Source:
Food and Agriculture Organization of the United Nations (FAO).
Footnotes:
- Data refer to Serbia and Montenego.
Definitions & Technical notes:
Agricultural area
refers to the sum of area under arable land, permanent crops, and
permanent pastures.
Arable land
refers to land under temporary crops (double-cropped areas are counted only once), temporary meadows for mowing or pasture, land under market and kitchen gardens and land temporarily fallow (less than five years). The abandoned land resulting from shifting cultivation is not included in this category. Data for "Arable land" are not meant to indicate the amount of land that is potentially cultivable.
Land
under permanent crops refers to land
cultivated with crops that occupy the land for long periods and
need not be replanted after each harvest, such as cocoa, coffee
and rubber; this category includes land under flowering shrubs,
fruit trees, nut trees and vines, but excludes land under trees
grown for wood or timber.
Land under permanent pastures
refers to land used permanently (five years or
more) for herbaceous forage crops, either cultivated or growing
wild (wild prairie or grazing land).
% change since 1990 and Agricultural area as a % of total land area in 2002
are calculated by UNSD based on FAO data.
Data Quality:
FAO promotes national censuses of agricultural land use every 10 years, with varying degrees of success. Standardised definitions exist but can pose problems when land is used for multiple purposes. In many parts of the world, for example, livestock graze in orchards and among other permanent crops. Moreover, land removed from production under set-aside schemes intended to reduce overproduction, is not always reflected adequately in the figures.

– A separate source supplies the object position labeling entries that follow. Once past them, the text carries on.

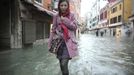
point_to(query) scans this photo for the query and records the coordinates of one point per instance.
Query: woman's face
(63, 6)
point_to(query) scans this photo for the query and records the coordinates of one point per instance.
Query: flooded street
(97, 56)
(105, 56)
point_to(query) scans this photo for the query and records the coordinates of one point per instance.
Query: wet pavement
(97, 56)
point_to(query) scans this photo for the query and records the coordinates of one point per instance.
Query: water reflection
(105, 56)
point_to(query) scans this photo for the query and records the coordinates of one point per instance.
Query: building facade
(120, 10)
(23, 23)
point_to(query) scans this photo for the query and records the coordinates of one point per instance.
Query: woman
(64, 25)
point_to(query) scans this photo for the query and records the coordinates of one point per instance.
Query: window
(120, 6)
(115, 20)
(114, 10)
(119, 18)
(39, 1)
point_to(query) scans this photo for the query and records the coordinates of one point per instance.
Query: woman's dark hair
(68, 10)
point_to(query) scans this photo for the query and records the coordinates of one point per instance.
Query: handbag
(55, 44)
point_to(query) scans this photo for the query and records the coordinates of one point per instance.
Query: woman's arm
(70, 23)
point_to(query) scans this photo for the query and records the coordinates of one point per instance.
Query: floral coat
(72, 26)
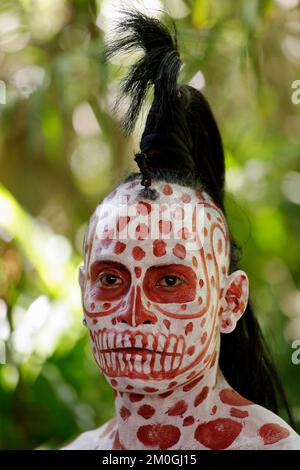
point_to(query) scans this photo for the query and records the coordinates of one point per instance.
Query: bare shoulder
(264, 430)
(96, 439)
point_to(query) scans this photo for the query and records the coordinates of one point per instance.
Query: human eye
(109, 279)
(170, 280)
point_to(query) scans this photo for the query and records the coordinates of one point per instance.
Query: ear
(81, 277)
(234, 300)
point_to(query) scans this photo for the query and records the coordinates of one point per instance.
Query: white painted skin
(168, 401)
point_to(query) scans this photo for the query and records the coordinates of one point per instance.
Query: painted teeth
(113, 360)
(104, 341)
(108, 359)
(167, 364)
(147, 364)
(171, 344)
(110, 341)
(107, 339)
(138, 341)
(119, 342)
(150, 339)
(180, 345)
(127, 342)
(138, 366)
(161, 342)
(176, 362)
(122, 363)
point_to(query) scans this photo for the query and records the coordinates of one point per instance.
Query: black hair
(181, 143)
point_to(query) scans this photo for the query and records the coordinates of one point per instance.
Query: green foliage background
(61, 151)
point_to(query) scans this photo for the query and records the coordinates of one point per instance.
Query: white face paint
(154, 289)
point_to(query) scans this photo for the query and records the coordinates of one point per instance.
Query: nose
(136, 314)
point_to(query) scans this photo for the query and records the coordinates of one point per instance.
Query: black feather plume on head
(181, 137)
(159, 66)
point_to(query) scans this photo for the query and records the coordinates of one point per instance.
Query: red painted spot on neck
(231, 397)
(272, 432)
(135, 397)
(125, 413)
(179, 408)
(172, 384)
(190, 350)
(188, 421)
(201, 396)
(191, 385)
(143, 208)
(159, 436)
(150, 389)
(165, 226)
(189, 328)
(236, 413)
(218, 434)
(166, 394)
(146, 411)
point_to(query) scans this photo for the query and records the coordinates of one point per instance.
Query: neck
(166, 420)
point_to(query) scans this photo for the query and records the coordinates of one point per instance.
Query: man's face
(154, 277)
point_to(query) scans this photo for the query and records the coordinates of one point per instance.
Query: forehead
(181, 219)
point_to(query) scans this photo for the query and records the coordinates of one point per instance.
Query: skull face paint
(155, 286)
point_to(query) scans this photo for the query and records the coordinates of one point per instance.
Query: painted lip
(130, 350)
(137, 351)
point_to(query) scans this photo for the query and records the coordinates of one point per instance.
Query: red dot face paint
(165, 277)
(109, 281)
(158, 282)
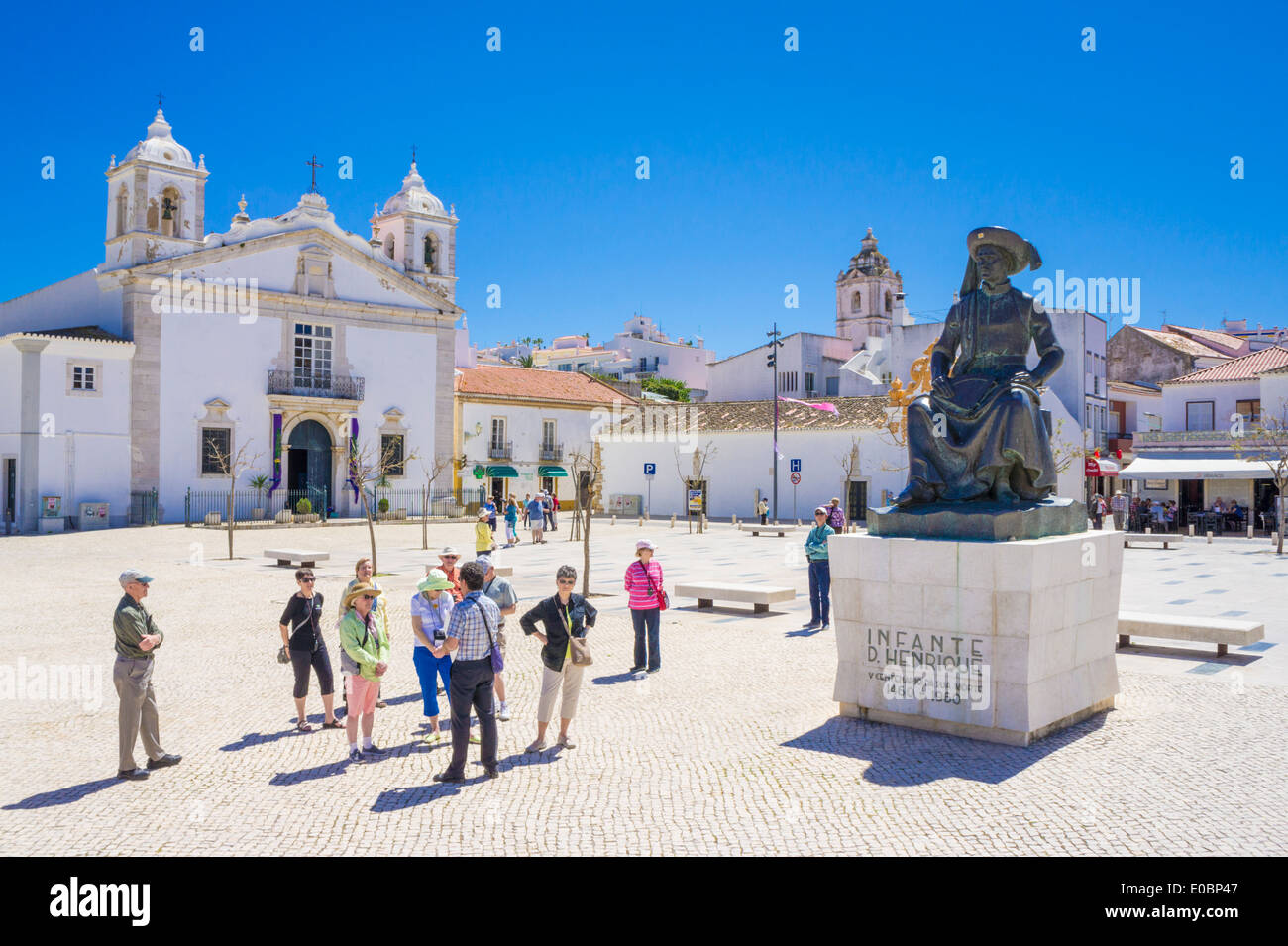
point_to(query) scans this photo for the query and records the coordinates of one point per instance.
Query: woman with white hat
(647, 600)
(365, 656)
(430, 609)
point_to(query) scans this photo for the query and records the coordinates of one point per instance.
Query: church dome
(160, 146)
(415, 197)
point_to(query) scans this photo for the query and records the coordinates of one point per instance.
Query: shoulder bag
(664, 600)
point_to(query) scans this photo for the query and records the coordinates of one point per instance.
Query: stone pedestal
(1031, 622)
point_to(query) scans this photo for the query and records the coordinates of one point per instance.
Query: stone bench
(760, 596)
(1150, 538)
(1219, 631)
(300, 558)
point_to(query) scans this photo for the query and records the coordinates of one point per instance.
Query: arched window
(430, 253)
(123, 202)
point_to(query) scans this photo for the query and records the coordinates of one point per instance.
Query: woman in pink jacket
(644, 585)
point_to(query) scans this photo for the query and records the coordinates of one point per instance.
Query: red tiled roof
(536, 382)
(1183, 343)
(1236, 368)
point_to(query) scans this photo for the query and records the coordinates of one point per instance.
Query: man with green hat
(430, 607)
(137, 640)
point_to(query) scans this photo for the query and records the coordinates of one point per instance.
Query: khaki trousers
(133, 680)
(568, 681)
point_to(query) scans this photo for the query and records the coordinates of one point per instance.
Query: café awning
(1194, 469)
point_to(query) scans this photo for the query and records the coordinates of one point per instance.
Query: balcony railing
(308, 385)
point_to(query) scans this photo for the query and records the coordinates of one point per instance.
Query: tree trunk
(585, 558)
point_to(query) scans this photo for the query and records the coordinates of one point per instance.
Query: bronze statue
(979, 433)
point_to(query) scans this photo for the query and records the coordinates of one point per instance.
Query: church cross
(314, 164)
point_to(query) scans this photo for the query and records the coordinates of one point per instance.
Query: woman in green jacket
(365, 656)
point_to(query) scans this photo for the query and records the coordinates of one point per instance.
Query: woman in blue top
(819, 569)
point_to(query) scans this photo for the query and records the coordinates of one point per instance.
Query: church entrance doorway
(308, 467)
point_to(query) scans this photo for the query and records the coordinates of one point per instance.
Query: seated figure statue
(979, 433)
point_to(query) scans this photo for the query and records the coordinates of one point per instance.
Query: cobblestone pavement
(733, 748)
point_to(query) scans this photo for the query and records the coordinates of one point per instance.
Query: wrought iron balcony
(309, 385)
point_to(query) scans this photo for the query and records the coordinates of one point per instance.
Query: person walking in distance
(563, 615)
(819, 571)
(137, 640)
(507, 602)
(365, 645)
(1119, 504)
(430, 610)
(300, 627)
(644, 587)
(472, 636)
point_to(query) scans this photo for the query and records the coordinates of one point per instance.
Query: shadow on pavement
(902, 756)
(67, 795)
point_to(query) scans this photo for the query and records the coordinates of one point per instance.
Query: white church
(286, 335)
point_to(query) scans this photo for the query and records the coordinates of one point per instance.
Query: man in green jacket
(137, 640)
(819, 571)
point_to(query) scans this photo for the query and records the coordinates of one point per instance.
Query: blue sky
(767, 164)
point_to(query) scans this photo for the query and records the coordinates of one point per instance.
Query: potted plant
(259, 484)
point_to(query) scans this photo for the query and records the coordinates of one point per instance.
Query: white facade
(64, 408)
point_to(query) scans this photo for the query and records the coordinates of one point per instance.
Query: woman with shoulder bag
(307, 649)
(566, 618)
(647, 602)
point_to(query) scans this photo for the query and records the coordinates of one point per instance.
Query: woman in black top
(301, 636)
(561, 615)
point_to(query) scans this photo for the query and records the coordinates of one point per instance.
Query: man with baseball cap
(137, 640)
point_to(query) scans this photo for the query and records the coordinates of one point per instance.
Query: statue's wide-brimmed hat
(1022, 252)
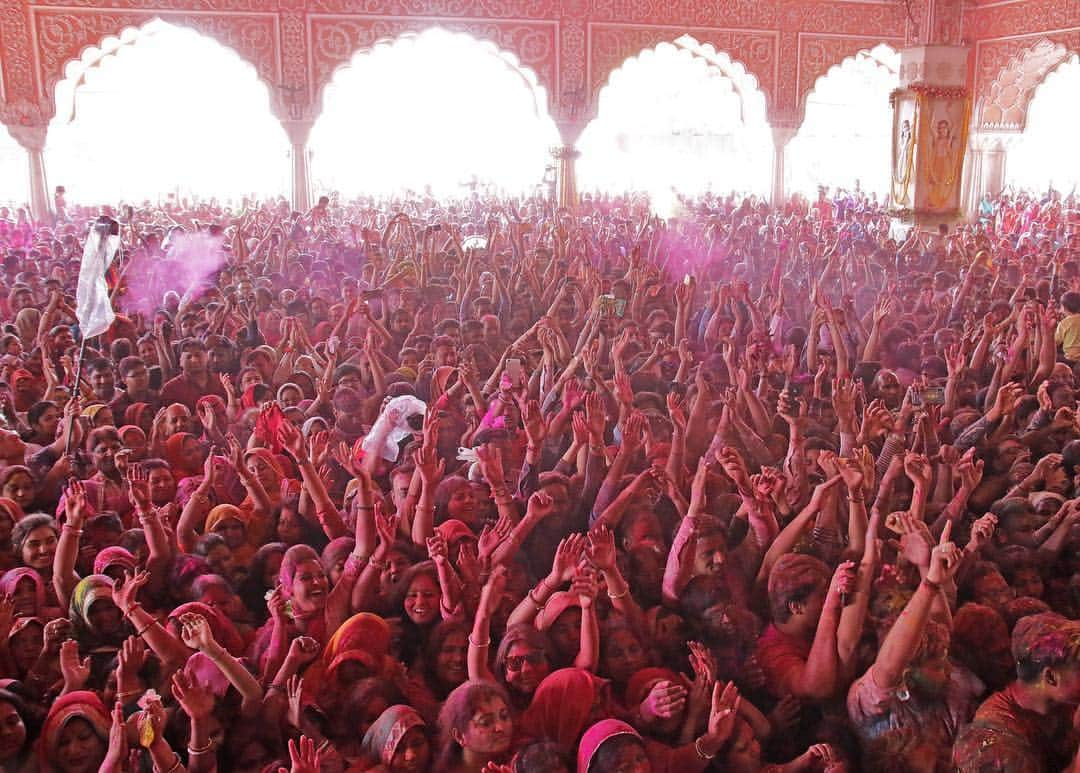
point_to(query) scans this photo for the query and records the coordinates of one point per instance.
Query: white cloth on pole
(93, 306)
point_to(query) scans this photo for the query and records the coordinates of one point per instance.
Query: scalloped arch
(876, 55)
(68, 37)
(94, 56)
(484, 38)
(1003, 108)
(753, 100)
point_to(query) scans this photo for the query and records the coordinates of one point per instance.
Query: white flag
(93, 306)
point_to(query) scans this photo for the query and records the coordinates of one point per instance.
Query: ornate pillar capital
(30, 136)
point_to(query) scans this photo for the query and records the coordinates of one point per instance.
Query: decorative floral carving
(612, 44)
(64, 35)
(335, 40)
(572, 45)
(1008, 72)
(821, 53)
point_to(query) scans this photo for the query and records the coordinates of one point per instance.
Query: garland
(926, 90)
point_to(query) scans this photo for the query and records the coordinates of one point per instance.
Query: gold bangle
(697, 747)
(204, 749)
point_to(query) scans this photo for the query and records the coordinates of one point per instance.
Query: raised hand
(490, 464)
(437, 548)
(601, 548)
(125, 594)
(540, 505)
(294, 692)
(302, 650)
(567, 556)
(196, 633)
(490, 595)
(490, 538)
(704, 678)
(304, 756)
(982, 532)
(665, 700)
(918, 470)
(725, 710)
(535, 429)
(851, 472)
(945, 559)
(387, 528)
(196, 699)
(916, 543)
(76, 672)
(76, 507)
(430, 466)
(844, 580)
(293, 442)
(138, 488)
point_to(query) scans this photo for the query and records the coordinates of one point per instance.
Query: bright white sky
(1047, 153)
(846, 136)
(14, 173)
(435, 109)
(174, 111)
(669, 119)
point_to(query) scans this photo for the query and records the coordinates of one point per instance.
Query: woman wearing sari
(75, 736)
(11, 513)
(396, 743)
(184, 455)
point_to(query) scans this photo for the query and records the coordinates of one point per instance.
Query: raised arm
(902, 641)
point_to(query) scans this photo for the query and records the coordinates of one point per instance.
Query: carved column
(32, 139)
(298, 133)
(782, 134)
(989, 151)
(566, 163)
(931, 118)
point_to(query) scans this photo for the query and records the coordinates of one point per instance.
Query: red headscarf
(225, 632)
(13, 509)
(562, 705)
(10, 582)
(81, 704)
(174, 455)
(364, 637)
(596, 736)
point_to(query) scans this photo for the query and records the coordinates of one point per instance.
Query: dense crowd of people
(487, 486)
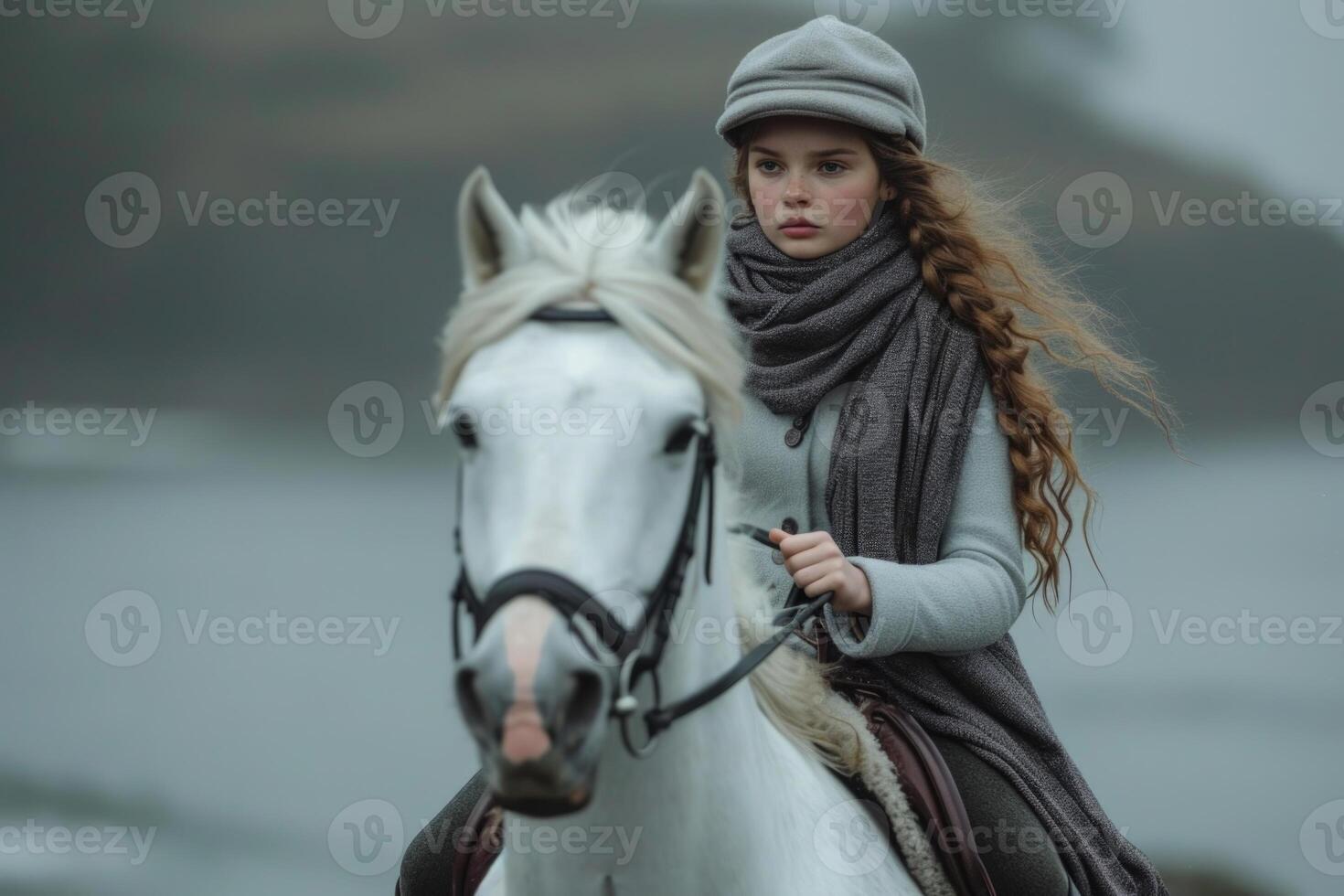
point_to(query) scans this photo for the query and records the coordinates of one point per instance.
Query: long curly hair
(978, 254)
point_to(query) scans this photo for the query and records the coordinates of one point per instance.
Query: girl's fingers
(800, 541)
(809, 575)
(811, 557)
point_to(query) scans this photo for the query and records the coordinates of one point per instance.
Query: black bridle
(588, 617)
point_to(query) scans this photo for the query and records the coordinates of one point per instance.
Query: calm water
(240, 756)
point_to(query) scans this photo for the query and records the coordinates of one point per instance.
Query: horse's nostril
(582, 706)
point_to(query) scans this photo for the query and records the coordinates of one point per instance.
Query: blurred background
(225, 635)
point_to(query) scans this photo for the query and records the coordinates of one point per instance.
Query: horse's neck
(723, 789)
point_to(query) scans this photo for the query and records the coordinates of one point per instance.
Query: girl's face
(814, 183)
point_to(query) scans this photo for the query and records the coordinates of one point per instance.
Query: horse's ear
(689, 240)
(488, 235)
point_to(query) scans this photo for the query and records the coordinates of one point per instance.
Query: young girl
(898, 435)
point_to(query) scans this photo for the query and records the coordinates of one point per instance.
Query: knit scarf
(863, 314)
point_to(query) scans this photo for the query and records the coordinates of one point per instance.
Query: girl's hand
(817, 566)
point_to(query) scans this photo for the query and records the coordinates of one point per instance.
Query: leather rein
(638, 650)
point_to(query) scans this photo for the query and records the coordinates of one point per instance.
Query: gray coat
(965, 601)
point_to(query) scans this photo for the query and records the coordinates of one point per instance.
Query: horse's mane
(583, 255)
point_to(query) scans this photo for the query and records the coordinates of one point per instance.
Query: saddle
(925, 779)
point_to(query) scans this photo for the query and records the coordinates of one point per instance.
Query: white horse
(578, 445)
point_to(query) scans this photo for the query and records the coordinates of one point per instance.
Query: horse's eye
(680, 440)
(464, 430)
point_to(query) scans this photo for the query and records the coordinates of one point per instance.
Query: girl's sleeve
(975, 592)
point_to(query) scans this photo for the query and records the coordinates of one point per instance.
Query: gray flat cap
(827, 69)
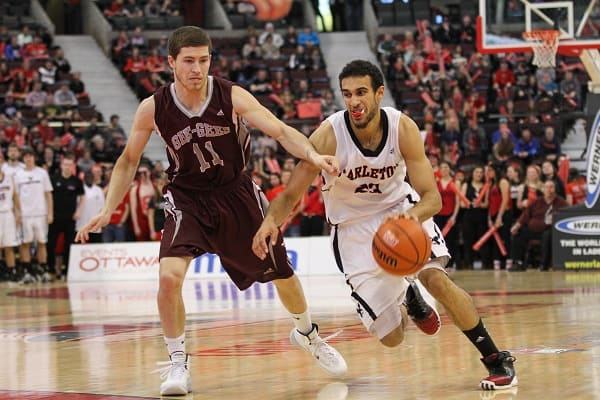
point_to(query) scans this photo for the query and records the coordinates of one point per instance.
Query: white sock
(302, 322)
(176, 347)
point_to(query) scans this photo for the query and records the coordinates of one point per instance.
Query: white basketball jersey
(371, 181)
(7, 189)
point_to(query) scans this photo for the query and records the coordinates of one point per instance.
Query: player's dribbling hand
(95, 225)
(329, 164)
(404, 215)
(268, 231)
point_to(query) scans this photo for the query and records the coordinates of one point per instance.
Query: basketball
(401, 246)
(271, 10)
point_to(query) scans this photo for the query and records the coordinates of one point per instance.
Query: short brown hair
(188, 36)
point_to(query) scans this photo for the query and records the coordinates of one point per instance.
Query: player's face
(29, 160)
(13, 154)
(66, 167)
(191, 67)
(361, 101)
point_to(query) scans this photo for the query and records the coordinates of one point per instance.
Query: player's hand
(268, 231)
(329, 164)
(95, 225)
(406, 215)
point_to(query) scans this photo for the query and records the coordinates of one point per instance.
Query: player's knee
(394, 338)
(170, 280)
(435, 281)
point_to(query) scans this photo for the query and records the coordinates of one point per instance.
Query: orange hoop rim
(545, 35)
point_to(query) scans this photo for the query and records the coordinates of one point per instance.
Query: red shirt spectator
(576, 191)
(504, 76)
(448, 198)
(46, 131)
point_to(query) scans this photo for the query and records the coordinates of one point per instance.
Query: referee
(68, 196)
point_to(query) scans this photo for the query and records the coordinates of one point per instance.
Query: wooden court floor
(101, 341)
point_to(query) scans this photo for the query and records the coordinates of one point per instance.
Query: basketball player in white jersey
(35, 192)
(9, 218)
(376, 147)
(13, 164)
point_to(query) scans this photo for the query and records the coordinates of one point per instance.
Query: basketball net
(545, 45)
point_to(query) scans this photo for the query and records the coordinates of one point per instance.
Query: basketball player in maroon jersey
(212, 204)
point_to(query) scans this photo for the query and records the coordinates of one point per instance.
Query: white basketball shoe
(327, 357)
(175, 375)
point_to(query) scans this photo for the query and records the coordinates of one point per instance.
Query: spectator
(308, 36)
(156, 208)
(528, 147)
(65, 97)
(251, 49)
(62, 64)
(536, 223)
(531, 189)
(313, 212)
(276, 39)
(24, 37)
(467, 31)
(549, 173)
(475, 141)
(85, 162)
(449, 210)
(48, 73)
(37, 97)
(503, 127)
(269, 50)
(499, 213)
(37, 210)
(116, 230)
(504, 148)
(151, 9)
(550, 147)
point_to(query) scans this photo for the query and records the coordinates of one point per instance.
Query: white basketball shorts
(35, 229)
(378, 294)
(8, 230)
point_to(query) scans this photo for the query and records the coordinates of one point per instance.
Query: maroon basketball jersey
(206, 149)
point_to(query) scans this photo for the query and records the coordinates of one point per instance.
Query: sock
(302, 322)
(27, 268)
(481, 339)
(176, 347)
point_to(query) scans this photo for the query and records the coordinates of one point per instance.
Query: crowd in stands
(149, 14)
(488, 121)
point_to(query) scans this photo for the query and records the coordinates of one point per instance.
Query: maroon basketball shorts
(222, 221)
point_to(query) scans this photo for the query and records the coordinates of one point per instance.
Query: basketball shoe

Agricultural surveys and censuses are generally confined to farmland. However, in many countries common land is used for grazing and may or may not be included in the figures for permanent pastures.
Policy Relevance:
The ability of a given country to produce enough food to feed its own people will depend largely on the climate, on the availability of fertile land and on competing uses for that land. In many parts of the world, forest, wetlands and other natural land is still being cleared for conversion to agriculture, while in others, there are moves to return agricultural land to nature. And everywhere, cities and towns continue their sprawl in river valleys, often the areas with the most fertile soils.